Despite these constraints, this study represents one of the initial efforts to address this topic through a multidisciplinary expert panel, comprising anatomopathologists, allergologists, gastroenterologists, and pediatricians. The findings from this work may serve as a foundation for future global-scale investigations evaluating control parameters in EoE.
The study’s methodology may have introduced potential sources of bias such as (1) selection bias which was mainly due to the inclusion of clinicians from highly specialized centers may not be representative of broader clinical practice patterns and (2) methodological limitations since the consensus-building process relied on informal agreement rather than standardized methodologies such as the Delphi technique, potentially reducing the robustness of the conclusions. Notwithstanding these limitations, it is important to note that the primary objective of this paper was to provide contemporary, pragmatic recommendations from a multidisciplinary panel of experts affiliated with centers of excellence in EoE management. Moreover, Dupilumab trials in pediatric, adolescent, and adult patients evidenced the ability of this drug to improve significantly esophageal gene expression profiles of two gene sets (i.e., the eosinophilic diagnostic panel and the type 2 inflammation sets) associated with active EoE.41,42 This suggests that transcriptomics-related outcomes, representing an objective measure of inflammatory activity within the esophagus, could be investigated in the future as an additional component of a multidimensional assessment of response to treatment and control in EoE. 43
Conclusion
This panel expert opinion paper provides a useful insight for a more standardized approach in the management of EoE, from pediatrics to adults.
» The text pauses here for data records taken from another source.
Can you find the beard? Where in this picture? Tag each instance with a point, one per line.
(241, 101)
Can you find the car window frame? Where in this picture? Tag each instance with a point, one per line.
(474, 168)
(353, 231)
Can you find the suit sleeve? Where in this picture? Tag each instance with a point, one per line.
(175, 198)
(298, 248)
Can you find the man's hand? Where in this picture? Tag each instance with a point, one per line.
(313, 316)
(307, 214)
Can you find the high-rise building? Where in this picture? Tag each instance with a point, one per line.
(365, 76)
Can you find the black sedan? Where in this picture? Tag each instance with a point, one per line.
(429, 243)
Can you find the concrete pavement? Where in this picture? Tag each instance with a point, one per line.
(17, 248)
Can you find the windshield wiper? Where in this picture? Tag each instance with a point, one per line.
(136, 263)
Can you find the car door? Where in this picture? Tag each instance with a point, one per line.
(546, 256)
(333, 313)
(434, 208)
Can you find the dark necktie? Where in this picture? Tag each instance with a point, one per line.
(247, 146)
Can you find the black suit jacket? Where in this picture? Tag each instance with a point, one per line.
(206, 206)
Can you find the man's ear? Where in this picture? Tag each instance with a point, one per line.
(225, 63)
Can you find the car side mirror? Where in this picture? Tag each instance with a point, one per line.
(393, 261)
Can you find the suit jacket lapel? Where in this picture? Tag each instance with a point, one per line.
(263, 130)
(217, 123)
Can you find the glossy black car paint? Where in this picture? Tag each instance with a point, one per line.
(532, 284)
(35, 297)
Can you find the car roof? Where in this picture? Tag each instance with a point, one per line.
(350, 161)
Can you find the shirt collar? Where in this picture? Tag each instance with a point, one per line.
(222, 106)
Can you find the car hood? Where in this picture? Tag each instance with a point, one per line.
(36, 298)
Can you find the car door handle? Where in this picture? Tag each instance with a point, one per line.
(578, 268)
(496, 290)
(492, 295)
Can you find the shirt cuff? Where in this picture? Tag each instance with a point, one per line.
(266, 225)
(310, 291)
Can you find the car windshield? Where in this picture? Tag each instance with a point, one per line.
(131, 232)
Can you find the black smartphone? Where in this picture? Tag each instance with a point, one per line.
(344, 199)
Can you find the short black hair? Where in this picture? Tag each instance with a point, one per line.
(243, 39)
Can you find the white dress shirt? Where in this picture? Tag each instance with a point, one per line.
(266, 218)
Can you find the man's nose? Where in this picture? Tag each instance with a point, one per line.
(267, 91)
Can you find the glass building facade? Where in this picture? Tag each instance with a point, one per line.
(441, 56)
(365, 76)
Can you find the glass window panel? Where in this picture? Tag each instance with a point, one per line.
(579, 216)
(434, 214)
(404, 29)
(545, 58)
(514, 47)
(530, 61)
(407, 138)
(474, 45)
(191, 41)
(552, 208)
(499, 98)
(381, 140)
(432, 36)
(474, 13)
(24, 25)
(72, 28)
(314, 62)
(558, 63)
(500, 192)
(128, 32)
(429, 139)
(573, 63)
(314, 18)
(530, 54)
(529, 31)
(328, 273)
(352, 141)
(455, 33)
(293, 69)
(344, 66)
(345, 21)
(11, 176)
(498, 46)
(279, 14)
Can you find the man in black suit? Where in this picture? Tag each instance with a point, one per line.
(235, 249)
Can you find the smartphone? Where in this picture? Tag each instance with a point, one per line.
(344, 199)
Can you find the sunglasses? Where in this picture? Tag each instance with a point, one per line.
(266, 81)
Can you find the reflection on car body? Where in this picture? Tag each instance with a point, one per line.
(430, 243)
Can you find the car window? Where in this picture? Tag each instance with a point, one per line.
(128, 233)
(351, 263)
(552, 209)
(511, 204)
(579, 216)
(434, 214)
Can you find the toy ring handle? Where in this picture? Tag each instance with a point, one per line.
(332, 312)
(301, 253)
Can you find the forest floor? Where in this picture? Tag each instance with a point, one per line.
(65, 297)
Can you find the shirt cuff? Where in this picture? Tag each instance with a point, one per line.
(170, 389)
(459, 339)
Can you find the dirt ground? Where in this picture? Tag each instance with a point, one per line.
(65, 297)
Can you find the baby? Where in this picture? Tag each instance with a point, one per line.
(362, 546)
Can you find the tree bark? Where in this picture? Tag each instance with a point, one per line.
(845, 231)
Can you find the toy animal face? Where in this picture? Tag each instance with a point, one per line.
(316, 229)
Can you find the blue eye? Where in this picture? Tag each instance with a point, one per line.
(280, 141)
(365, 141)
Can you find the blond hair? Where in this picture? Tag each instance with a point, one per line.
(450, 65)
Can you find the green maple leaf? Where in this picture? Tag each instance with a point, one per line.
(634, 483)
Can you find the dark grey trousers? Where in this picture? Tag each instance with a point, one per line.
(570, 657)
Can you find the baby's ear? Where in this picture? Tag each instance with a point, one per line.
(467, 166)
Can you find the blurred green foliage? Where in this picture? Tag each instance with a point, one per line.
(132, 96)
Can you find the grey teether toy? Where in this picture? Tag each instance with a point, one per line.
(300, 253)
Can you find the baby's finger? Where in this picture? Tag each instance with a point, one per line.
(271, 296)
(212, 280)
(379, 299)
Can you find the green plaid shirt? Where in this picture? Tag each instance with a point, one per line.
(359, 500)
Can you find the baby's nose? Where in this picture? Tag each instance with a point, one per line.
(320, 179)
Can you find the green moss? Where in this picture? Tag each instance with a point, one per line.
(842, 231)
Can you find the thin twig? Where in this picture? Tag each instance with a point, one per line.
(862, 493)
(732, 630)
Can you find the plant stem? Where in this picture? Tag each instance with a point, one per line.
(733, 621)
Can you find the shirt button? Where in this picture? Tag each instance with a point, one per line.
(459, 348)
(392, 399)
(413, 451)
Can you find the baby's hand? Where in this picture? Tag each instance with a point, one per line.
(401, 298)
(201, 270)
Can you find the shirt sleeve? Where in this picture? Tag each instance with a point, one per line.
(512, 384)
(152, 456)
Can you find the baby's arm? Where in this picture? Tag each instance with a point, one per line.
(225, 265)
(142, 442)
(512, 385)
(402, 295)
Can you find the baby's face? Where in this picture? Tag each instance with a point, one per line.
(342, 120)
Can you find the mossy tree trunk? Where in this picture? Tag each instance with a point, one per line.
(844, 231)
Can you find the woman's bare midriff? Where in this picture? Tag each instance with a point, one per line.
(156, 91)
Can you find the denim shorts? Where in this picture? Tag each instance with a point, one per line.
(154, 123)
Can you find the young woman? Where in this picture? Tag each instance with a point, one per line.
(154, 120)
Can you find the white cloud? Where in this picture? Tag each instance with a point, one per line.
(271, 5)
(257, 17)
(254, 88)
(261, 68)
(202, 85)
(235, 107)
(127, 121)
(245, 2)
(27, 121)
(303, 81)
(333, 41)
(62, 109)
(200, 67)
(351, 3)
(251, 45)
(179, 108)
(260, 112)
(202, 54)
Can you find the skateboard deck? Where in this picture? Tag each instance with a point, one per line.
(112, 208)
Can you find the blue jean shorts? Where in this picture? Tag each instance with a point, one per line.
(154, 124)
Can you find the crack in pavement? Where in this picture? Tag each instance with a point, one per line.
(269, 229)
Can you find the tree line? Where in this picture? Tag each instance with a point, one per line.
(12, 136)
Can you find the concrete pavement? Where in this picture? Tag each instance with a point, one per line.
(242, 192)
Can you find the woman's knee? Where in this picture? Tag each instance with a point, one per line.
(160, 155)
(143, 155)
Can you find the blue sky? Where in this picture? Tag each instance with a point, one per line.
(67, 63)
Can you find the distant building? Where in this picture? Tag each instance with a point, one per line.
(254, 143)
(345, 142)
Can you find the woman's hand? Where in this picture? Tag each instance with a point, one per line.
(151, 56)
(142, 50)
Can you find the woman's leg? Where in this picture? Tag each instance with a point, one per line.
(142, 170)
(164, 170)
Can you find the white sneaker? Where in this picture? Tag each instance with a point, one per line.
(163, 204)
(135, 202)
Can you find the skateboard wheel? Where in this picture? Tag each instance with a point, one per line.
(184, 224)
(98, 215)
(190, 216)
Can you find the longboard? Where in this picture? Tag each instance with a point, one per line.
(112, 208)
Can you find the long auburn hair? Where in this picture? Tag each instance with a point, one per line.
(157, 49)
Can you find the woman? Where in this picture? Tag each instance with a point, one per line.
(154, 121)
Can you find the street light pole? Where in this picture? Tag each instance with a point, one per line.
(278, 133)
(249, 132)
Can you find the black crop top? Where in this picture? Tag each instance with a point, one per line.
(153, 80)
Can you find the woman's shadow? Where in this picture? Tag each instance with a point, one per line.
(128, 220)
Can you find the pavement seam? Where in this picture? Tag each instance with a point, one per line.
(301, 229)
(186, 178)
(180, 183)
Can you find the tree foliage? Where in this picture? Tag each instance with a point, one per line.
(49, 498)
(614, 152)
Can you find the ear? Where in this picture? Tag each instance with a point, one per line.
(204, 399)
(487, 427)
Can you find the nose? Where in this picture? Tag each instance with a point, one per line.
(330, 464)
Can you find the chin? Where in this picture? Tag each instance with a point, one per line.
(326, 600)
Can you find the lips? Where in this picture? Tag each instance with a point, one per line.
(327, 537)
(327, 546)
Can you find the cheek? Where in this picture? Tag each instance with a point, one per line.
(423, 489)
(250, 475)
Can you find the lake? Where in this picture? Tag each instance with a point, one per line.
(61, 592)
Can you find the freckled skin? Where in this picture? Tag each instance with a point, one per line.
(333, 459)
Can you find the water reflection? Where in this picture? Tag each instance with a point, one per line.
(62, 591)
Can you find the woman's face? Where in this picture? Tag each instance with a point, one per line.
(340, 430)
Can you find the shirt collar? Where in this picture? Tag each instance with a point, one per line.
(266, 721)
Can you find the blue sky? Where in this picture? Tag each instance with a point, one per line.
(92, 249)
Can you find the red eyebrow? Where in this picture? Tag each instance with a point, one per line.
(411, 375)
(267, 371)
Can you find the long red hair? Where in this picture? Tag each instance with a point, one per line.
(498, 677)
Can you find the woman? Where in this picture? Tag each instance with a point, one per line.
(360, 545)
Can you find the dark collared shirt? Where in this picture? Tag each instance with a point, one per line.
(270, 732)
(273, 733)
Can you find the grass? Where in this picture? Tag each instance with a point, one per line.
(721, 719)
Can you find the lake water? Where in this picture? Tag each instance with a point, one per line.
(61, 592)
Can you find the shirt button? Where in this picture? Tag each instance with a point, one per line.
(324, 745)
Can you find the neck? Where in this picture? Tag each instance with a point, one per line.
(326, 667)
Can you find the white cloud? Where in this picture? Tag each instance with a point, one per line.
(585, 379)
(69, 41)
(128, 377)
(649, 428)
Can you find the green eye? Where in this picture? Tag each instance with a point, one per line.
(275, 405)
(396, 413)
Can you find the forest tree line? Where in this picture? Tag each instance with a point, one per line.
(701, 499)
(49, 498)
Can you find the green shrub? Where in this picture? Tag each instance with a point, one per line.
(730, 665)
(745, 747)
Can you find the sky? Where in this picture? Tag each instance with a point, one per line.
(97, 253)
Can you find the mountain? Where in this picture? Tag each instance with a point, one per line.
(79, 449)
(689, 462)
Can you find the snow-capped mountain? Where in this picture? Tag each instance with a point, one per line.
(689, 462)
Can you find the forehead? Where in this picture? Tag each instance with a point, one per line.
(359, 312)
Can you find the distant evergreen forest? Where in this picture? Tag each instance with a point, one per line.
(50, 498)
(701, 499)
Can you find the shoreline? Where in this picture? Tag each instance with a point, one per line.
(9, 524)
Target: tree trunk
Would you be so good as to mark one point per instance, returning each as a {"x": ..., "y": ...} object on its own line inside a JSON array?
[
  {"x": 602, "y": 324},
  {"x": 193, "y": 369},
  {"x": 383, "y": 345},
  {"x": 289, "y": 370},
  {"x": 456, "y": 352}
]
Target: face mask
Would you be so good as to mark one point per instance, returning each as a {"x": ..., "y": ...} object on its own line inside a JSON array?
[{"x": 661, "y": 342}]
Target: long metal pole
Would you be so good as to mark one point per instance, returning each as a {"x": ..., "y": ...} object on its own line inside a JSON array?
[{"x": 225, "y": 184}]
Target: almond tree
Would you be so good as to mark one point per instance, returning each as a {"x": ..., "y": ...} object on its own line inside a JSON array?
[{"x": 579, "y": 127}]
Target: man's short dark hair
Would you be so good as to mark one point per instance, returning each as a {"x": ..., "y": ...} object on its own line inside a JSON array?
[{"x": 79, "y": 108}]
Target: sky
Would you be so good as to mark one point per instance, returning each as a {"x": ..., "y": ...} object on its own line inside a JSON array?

The importance of a timely and accurate diagnosis is the key point in planning proper disease management. Evaluation of control in EoE should be carried out in a multidisciplinary context, adopting a multidimensional and holistic approach, which considers and integrates aspects related to QoL, symptoms, adaptive behaviors as well as an adequate endoscopic and histological evaluation. Being a chronic progressive type 2 inflammatory condition, EoE requires lifelong management and continuous treatment which, in conclusion, can only benefit from adequate care standardization and disease awareness.